Si potrebbe dire che “Scars” rappresenta un’evoluzione nel vostro sound, con una miscela di sonorità hardcore, punk ed elementi più moderni. Come è nato questo EP e cosa volete che rimanga in testa e nel cuore di chi lo ascolta?
Assolutamente, e questo ci fa molto piacere. Questo processo è avvenuto in maniera fluida già da “Awareness”. Sicuramente con l’arrivo di Nat alla seconda chitarra abbiamo cambiato parecchio, e con l’innesto nella line-up di Roberto al basso, a fine 2022 abbiamo trovato il giusto equilibrio.
Non ci siamo fossilizzati sull’idea di stare dentro ad un genere. In “Scars” abbiamo lavorato sodo sugli arrangiamenti delle chitarre e le dinamiche della sezione ritmica, spesso singolarmente, creando diverse versioni di ogni traccia per poi portarle in sala, registrare delle versioni demo e dopo diversi ascolti scegliere cosa tenere. Aldilà del messaggio, quello che resta all’ascoltatore è sempre soggettivo.
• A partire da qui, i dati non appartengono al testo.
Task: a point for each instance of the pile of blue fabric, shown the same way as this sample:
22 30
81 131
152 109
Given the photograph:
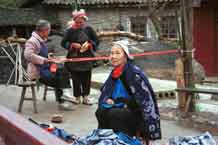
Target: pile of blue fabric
106 137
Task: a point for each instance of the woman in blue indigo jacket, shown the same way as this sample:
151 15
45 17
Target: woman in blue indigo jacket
127 103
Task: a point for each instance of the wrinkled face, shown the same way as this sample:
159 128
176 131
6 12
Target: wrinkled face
80 21
117 56
45 32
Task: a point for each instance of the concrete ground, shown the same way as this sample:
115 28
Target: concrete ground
82 120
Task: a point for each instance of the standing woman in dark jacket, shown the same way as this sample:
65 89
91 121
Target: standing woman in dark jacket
127 102
81 41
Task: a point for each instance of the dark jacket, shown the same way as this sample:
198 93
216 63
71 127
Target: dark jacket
141 91
80 35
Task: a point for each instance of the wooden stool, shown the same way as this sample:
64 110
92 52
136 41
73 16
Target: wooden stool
24 86
46 88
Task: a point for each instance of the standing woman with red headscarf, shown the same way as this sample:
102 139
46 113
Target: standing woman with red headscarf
81 41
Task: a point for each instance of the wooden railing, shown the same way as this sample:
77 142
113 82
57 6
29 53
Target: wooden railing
16 130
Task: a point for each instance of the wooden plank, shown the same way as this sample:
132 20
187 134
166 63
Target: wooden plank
16 130
197 90
180 81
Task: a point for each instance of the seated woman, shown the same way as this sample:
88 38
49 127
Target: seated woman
127 103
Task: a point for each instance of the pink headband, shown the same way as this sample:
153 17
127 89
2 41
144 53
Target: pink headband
79 14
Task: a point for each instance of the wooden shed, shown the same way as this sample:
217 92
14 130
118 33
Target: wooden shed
205 33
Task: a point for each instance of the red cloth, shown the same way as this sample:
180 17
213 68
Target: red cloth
117 71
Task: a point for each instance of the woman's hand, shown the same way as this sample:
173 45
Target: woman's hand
75 45
110 101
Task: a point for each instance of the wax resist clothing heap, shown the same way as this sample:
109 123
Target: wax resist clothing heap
106 137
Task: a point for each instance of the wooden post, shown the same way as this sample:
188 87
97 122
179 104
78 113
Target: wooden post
187 50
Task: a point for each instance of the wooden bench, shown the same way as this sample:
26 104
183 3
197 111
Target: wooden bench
24 86
16 130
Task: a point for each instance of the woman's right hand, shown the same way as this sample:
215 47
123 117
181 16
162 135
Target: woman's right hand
75 45
110 101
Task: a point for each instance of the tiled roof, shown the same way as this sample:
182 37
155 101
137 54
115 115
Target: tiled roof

L’importante è che ogni traccia generi empatia, lasciando un segno in chi ascolta.
C’è un filo rosso che connette tutti i brani?
Volevamo un sound che legasse bene ai testi e fosse diretto. I brani sono tutti ispirati ad eventi reali. In ogni traccia c’è un o una protagonista che lotta e affronta le battaglie della vita. Questa lotta lascerà un segno indelebile e una lezione importante ad ognuno di loro.
Come avete integrato le varie influenze (avete anche fatto riferimento ad elementi hip hop, oltre che hardcore punk e metal) nella vostra musica e come hanno contribuito a definire il vostro sound unico in “Scars”? Cosa rende riconoscibili i vostri pezzi secondo voi?
Per noi la musica è un linguaggio universale ed è inclusiva, non esclusiva. Le tracce dell’EP suonano familiari ai Metalheads come ai B Boy… Se funziona per noi, è motivo di grande soddisfazione. Abbiamo sempre puntato a comporre pezzi che fossero replicabili al 100% dal vivo, senza complicarci la vita, che suonassero meglio in live che su disco. Come dicevamo prima, la ricetta è un approccio diretto e dai contenuti genuini, che impatti concretamente sull’ascoltatore.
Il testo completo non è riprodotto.